I didn't know you could use other bags with it. That's really good. I also didn't know the Foodsaver bags were reusable. I do like the idea of the Pump-N-Seal better, because it's nonelectric, less expensive, and uses the regular jar seals for mason jars. But I'm glad Foodsaver is a bit more versatile than I thought it was!


----------



## Wisconsin Ann (Feb 27, 2007)

You know....been thinking about this. I don't believe that a Foodsaver is any more of a specialized appliance than a vacuum cleaner is. Here is my reasoning:

Vacuum cleaner does one thing...it vacuums up dirt from the floor. Sure, you could use a broom (or in my case, a RAKE to get the dog hair up off the carpet) or maybe a rolling brush thing like my grandma had...but it's less work, and gets carpet cleaner than a broom does. You either have to empty out the cup all the time, or you have to buy bags for it. If you buy bags, you can buy the type made by the vacuum company, or generic that are the same style

A vacuum sealer does one thing....it sucks air out of wrapping bags and seals the bag for you. You can buy the "made for this sealer" bags, or you can buy generic or whatever is on sale. You can make your own out of plastic sheets.

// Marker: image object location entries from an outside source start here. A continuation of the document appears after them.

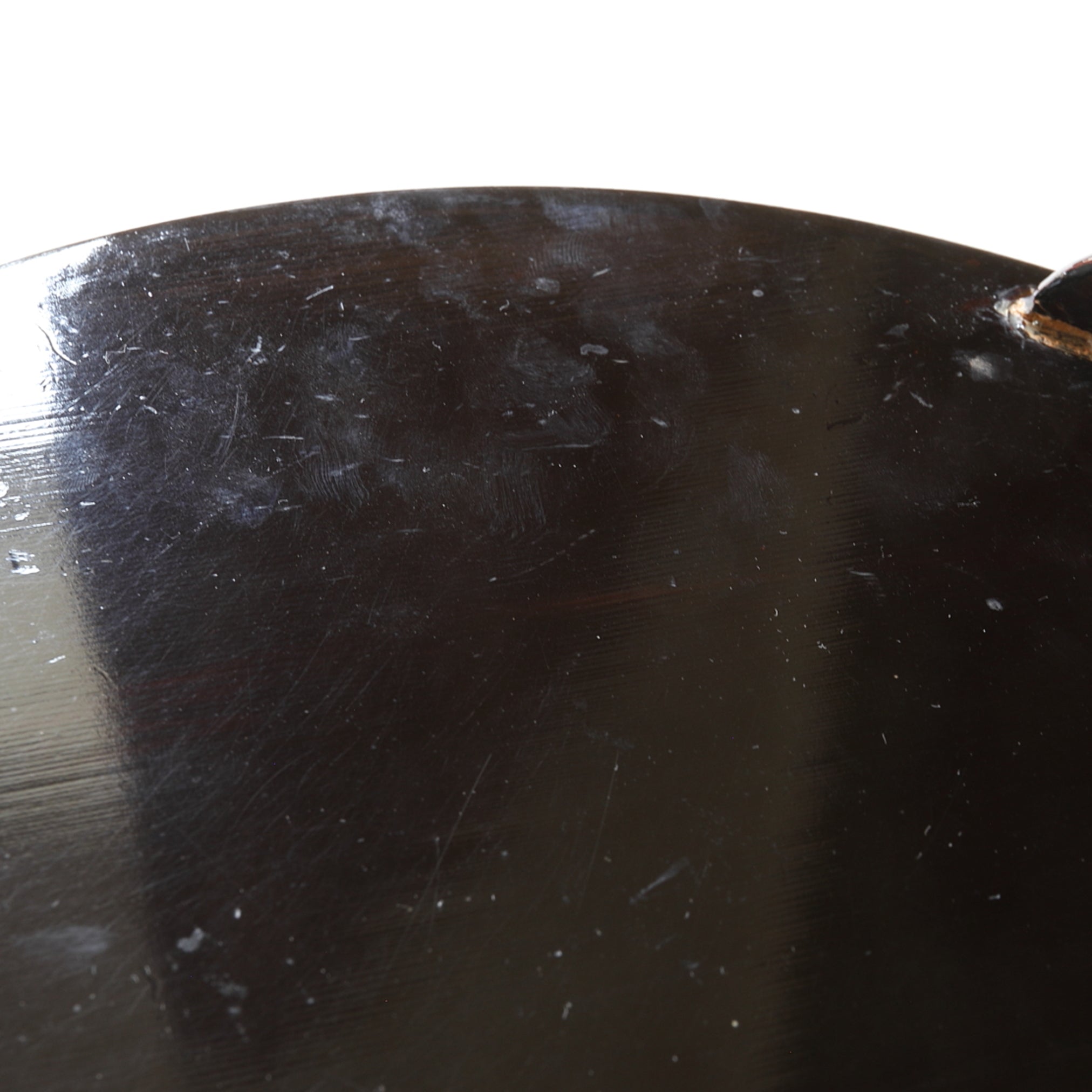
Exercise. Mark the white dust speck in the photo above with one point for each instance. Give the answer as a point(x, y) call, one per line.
point(193, 943)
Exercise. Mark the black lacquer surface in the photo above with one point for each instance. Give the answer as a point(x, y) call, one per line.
point(528, 640)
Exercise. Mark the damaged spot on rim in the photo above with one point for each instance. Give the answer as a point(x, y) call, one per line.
point(1059, 312)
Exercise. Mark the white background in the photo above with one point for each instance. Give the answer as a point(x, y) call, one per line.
point(965, 121)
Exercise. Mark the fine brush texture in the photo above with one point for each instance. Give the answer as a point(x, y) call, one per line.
point(537, 639)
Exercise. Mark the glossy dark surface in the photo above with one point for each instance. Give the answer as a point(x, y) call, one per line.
point(520, 640)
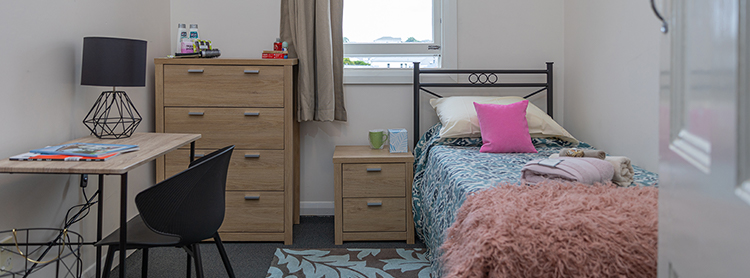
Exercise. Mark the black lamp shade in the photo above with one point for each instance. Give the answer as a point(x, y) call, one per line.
point(113, 62)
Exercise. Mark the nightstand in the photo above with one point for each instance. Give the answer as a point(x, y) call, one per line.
point(372, 194)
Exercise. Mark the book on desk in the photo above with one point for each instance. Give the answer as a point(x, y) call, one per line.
point(75, 152)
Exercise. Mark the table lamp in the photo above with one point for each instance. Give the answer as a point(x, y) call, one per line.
point(113, 62)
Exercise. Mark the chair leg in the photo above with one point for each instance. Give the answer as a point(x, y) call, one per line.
point(224, 257)
point(198, 262)
point(108, 261)
point(144, 263)
point(189, 268)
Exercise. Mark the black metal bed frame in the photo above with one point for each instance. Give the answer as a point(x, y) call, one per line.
point(478, 78)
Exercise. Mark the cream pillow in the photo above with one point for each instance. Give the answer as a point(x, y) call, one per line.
point(459, 118)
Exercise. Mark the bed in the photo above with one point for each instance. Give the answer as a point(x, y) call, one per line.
point(448, 170)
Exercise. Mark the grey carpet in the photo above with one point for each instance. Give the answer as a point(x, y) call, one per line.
point(248, 259)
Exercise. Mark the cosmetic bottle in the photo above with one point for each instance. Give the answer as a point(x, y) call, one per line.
point(193, 32)
point(181, 34)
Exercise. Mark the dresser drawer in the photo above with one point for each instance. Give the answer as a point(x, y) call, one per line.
point(250, 211)
point(248, 169)
point(246, 128)
point(374, 214)
point(374, 180)
point(228, 86)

I use mine to seal meat for freezing, veggies for freezing, lettuce in the fridge, dehydrated veggies in bags for storing in the pantry, sealing up wool mittens/hats/scarves after winter. 

AND as Vikav said, you can reseal the bags. Just cut off the original sealed edge and reseal. 

so....I really think it's no more a specialized appliance than any other appliance you might own...At least it's not like one of those can openers that only opens cat food can sized things.


----------



## o&itw (Dec 19, 2008)

If I had my druthers, I would be in a house with no carpet and no fabric upolstery....... and there would be no vac except a shop vac. 

I can push almost all the air out of my zip-loc bags, especially if there is a little water in them with the meat. What I can't get around is the "breathability" of polyethylene, I don't think a vacuum seal system would offer much advantage if I used it with traditional bags...we don't have much need to crush sweaters either. 

What I would really like to see is some "saran" or other zip lock bags that do not breathe.


----------



## vikav (Mar 30, 2009)

o&itw said:


> What I would really like to see is some "saran" or other zip lock bags that do not breathe.


IDK about the saran, but the ziplock bags can leach some real nasty carcinogens into the food, especially if there is something acidic, like marinade, in it.


----------



## o&itw (Dec 19, 2008)

vikav said:


> IDK about the saran, but the ziplock bags can leach some real nasty carcinogens into the food, especially if there is something acidic, like marinade, in it.


Most modern kitchen plastics and bowls, will release dioxin if heated (in the microwave, for instance) One could do with out the convenience, but it would do little good with everyone up and down the street burning plastics in their trashcans, and good luck on ever getting plastics banned with all their utility. If one lived in the boondocks, in the north away from the wind currents from populated areas, then it might be reasonable to do away with plastics in the kitchen. As it is, we are all doomed to be taking in a little dioxin with each breath, If one is careful to never heat anything in a plastic container... it might help a little.


----------



## BackfourtyMI. (Sep 3, 2007)

I cut ours up in peices usually & seal with my foodsaver too.

I really like Bamboorabbit's idea of using the trays & sealing up that way. Would probly help with any puncturing too.


----------